We also know we want the amount of vinegar in the 8% solution plus the amount in the 24% solution to equal 14% in the 300 gallons. We can rewrite what I just said as .08x + .24y = .14 * 300. That’s the number of gallons of 8% times the 8%, which is .08, plus the number of y gallons times its concentration at 24%, equaling the final 300 gallons at 14 zombie-stopping percent.

Let’s make that first equation x = 300 – y, and substitute it into the second equation to get .08(300 – y) + .24y = 42. Simplify that to 24 – .08y + .24y = 42. Let’s get the ys together, and move the 24 over to get .16y = 18. Divide by .16 and get y = 112.5. Plug that into x + y = 300, and x = 187.5.

Again, check for zombies. Good? And cookies? Running a little low, but if we get this finished, more cookies await.

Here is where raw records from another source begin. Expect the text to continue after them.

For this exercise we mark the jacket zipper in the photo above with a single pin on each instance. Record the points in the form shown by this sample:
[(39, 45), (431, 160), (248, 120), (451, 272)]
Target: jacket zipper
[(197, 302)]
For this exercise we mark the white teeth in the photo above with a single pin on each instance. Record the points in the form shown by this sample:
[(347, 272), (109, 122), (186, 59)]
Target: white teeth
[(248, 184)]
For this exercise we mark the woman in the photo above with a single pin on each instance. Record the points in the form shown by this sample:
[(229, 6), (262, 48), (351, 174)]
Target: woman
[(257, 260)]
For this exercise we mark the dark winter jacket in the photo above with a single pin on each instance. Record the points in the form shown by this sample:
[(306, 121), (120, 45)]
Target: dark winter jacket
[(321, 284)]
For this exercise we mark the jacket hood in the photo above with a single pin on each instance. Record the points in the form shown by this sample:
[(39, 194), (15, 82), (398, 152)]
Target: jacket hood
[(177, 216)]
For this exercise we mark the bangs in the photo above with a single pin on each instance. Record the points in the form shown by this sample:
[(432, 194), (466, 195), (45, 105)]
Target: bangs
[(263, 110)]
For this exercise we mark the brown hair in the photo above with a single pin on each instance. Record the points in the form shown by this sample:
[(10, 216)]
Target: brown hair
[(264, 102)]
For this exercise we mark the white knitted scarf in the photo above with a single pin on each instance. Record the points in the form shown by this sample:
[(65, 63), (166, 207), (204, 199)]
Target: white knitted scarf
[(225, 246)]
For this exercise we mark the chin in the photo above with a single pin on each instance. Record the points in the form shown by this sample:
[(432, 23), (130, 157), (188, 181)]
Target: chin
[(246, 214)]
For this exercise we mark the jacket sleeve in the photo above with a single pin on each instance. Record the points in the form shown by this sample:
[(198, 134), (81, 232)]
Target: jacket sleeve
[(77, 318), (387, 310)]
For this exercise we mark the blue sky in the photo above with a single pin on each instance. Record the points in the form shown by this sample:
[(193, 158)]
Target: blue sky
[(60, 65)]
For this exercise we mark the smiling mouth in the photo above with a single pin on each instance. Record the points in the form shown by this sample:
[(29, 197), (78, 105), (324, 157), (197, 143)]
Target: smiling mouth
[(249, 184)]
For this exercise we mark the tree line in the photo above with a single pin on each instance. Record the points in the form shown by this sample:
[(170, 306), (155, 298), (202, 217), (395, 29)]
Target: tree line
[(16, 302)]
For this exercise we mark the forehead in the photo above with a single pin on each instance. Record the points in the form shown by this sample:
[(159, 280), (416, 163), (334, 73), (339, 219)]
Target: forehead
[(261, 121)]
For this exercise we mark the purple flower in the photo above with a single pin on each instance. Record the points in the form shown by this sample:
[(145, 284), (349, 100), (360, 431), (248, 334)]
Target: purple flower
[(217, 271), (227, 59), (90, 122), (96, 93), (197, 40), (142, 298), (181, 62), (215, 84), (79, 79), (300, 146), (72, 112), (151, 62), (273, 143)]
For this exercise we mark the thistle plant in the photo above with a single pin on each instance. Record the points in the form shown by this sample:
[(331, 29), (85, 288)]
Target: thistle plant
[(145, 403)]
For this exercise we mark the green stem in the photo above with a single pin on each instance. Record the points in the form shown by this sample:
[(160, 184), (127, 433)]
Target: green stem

Ok, let’s plug 187.5 and 112.5 into our second equation. That’s .08(187.5) + .24(112.5) = 42. .08 * 187.5 is 15. And, .24 * 112.5 is 27. 15 + 27? 42. Zombies? Vanquished!

Lesson Summary

In summary, a system of equations is simply a group of equations with the same variables. Problems involving systems of equations are useful whether you’re organizing your yarn collection or battling the zombie threat. Just identify your variables, set up your equations, then solve for your variables. And, watch out for zombie ducks – they like to gnaw!

Learning Outcome

You should be able to solve word problems that involve setting up a system of equations after watching this video lesson.